As mentioned above, the current study neither investigated profile variability at the subtest level nor any potential relationships of intra profile variability at the subtest level with age or ASD symptoms. This is an important area for future research because, just as discrepancy scores between clusters have the potential to invalidate FSIQ scores, discrepancies between subtest scores have the potential to invalidate cluster scores. Also, analysis at the subtest level may help to further define any ASD subgroups and account for more statistical variance than analysis at the cluster-score level. Another potential area of investigation would involve reexamining the data to determine if or how overall level of functioning relates to profile discrepancies. As mentioned earlier, there is existing research suggesting that cognitive variability is independent of FSIQ; however, replication of those findings would add to the existing literature and potentially help to elucidate patterns of cognitive-profile variability in individuals with ASD.

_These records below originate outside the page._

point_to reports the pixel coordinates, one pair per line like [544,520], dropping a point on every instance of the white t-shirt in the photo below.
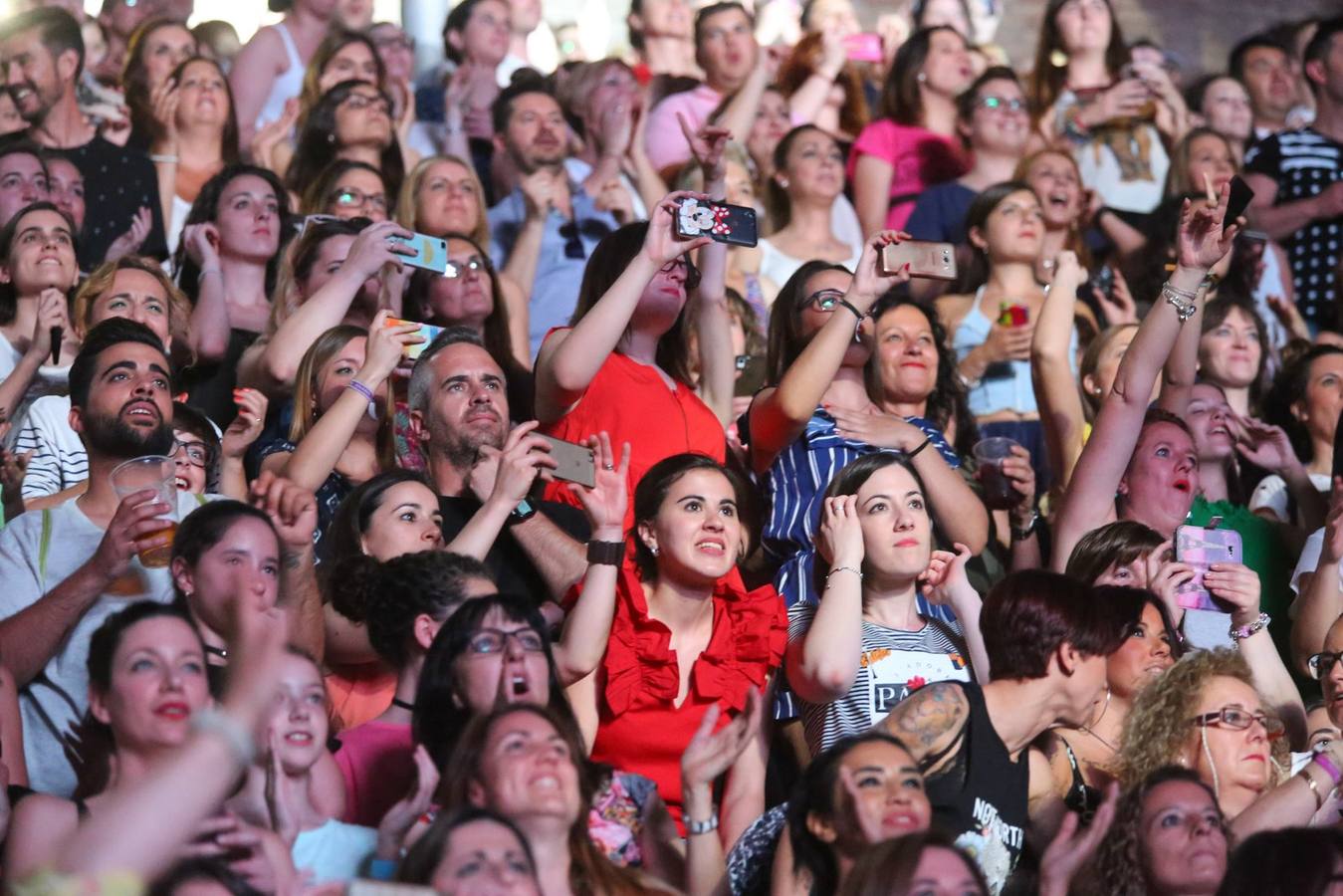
[1272,493]
[39,551]
[335,852]
[58,456]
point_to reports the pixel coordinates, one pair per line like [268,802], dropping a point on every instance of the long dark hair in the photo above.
[814,794]
[206,210]
[1047,80]
[318,142]
[947,400]
[604,266]
[785,340]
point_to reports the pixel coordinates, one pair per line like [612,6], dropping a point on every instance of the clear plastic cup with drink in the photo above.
[158,474]
[990,454]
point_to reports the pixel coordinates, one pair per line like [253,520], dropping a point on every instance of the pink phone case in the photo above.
[1201,549]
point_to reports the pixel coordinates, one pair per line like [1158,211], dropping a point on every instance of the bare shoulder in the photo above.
[930,719]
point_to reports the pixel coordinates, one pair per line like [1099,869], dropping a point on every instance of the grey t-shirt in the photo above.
[39,551]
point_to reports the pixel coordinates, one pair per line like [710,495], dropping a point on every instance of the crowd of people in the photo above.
[602,559]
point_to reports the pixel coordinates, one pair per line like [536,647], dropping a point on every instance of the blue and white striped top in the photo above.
[795,485]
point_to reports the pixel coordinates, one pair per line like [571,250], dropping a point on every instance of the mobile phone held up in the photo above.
[427,331]
[723,223]
[932,261]
[1201,549]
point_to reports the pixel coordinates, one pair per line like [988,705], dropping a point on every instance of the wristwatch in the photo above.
[522,514]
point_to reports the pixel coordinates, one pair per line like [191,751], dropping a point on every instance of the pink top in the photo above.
[376,761]
[665,142]
[919,157]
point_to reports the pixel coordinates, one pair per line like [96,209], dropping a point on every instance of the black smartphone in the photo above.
[1238,200]
[724,223]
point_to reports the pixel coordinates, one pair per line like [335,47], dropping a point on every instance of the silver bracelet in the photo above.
[1180,300]
[233,733]
[701,826]
[857,572]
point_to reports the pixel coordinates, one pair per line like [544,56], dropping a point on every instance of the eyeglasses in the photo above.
[489,641]
[1322,664]
[196,453]
[1239,720]
[458,269]
[692,273]
[354,198]
[588,227]
[362,101]
[998,103]
[824,300]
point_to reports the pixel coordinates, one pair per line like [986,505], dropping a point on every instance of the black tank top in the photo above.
[981,795]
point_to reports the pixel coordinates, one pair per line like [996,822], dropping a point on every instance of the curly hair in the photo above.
[1157,730]
[1118,868]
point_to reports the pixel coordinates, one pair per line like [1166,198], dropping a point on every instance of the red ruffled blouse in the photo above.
[639,727]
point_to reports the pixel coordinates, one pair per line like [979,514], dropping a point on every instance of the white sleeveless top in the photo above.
[288,84]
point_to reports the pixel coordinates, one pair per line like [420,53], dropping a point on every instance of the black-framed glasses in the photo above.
[1322,664]
[588,227]
[1239,720]
[692,273]
[196,453]
[491,641]
[994,104]
[458,269]
[356,198]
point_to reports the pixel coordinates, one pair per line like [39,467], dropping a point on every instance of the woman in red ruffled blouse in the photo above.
[685,638]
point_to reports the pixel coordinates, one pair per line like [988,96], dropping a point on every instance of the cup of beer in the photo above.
[156,473]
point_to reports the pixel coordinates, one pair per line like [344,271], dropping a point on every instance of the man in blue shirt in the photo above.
[542,233]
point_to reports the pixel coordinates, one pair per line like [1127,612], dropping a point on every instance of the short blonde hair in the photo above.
[406,202]
[1158,727]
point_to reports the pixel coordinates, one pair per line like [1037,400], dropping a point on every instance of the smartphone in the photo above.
[1200,549]
[724,223]
[427,331]
[430,251]
[1238,202]
[1010,315]
[864,47]
[573,462]
[932,261]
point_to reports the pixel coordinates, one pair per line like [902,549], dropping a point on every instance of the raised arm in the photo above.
[588,625]
[1091,493]
[1051,371]
[781,414]
[569,360]
[823,661]
[713,323]
[318,453]
[327,308]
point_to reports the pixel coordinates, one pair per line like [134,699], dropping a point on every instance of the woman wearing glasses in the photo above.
[819,344]
[1207,714]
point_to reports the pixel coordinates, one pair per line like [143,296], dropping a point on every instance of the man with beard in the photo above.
[68,568]
[546,229]
[484,472]
[42,54]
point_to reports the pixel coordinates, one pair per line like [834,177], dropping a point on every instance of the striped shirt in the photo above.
[1304,162]
[893,665]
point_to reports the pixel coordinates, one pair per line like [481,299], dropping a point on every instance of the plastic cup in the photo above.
[990,454]
[158,474]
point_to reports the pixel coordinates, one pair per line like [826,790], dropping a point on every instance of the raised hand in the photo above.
[607,500]
[1201,241]
[247,425]
[839,538]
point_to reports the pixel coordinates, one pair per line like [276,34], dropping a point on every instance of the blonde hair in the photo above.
[406,202]
[1158,729]
[307,388]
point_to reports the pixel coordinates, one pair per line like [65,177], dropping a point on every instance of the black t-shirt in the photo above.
[1304,162]
[117,183]
[507,560]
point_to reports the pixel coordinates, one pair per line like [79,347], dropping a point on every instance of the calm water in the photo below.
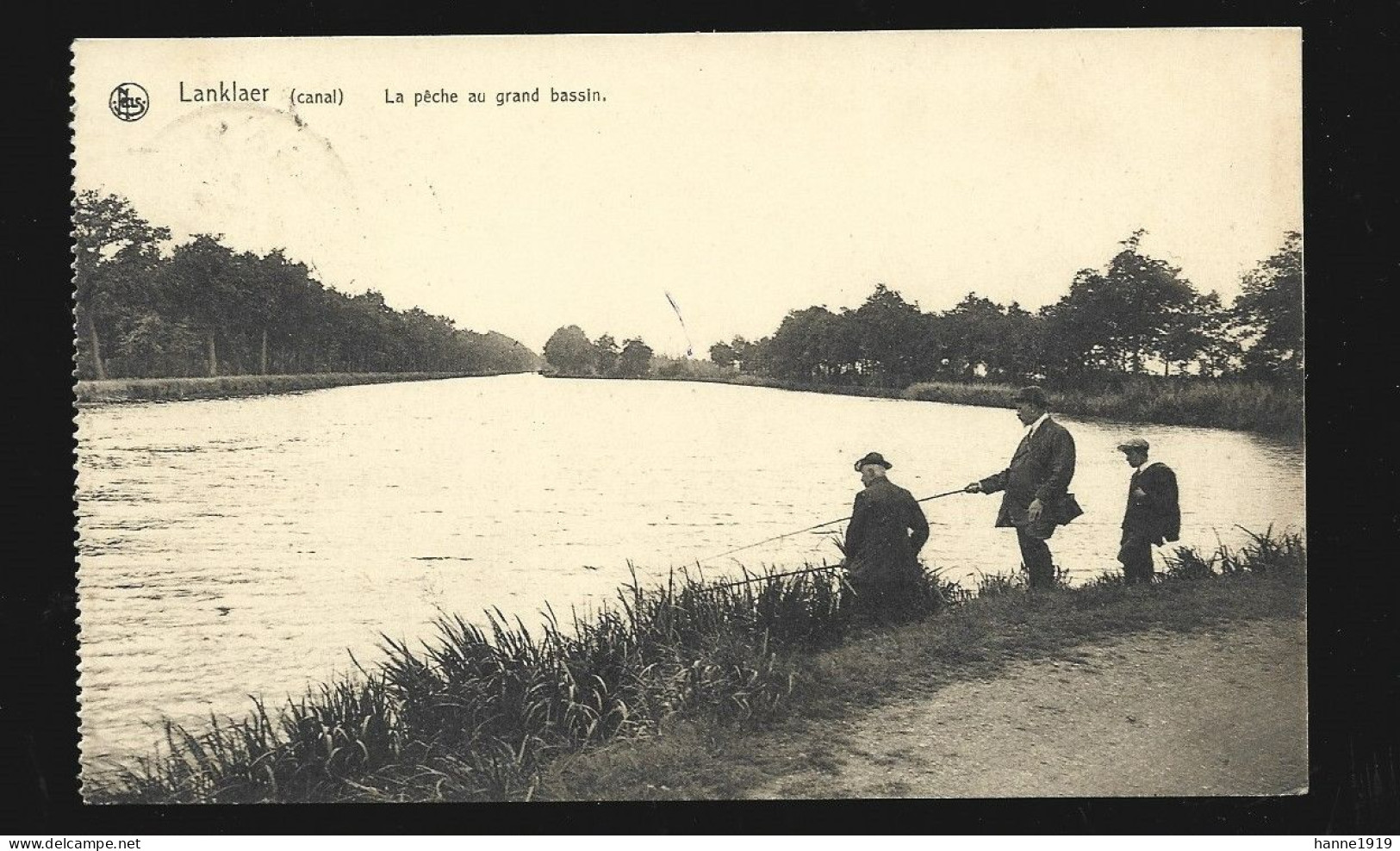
[234,548]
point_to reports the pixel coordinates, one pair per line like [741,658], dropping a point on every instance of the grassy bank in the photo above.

The current study was cross-sectional in nature and, though differences were found between the EY and SA samples, because this was a between-subjects design (as opposed to a within-subject design), it limits the extent to which the findings can be generalized. Completing a similar study using a longitudinal design would provide further evidence along these lines.

Summary

The current study investigated cognitive-profile variability and base-rate occurrences of VIQ/NVIQ discrepancies in a large, well-characterized ASD sample. Findings supported some extant research and indicate that, using the DAS-II, individuals with ASD are more likely to have significant discrepancies between VIQ and NVIQ when compared to the normative sample; that those discrepancies may change over time; and that, when matching research samples using the DAS-II, it may be important to consider EY and SA samples separately. Findings add to the existing literature by addressing some of the methodological limitations of previous studies and emphasize the importance of understanding how cognitive-profile variability affects research samples, treatment and potentially, prognosis.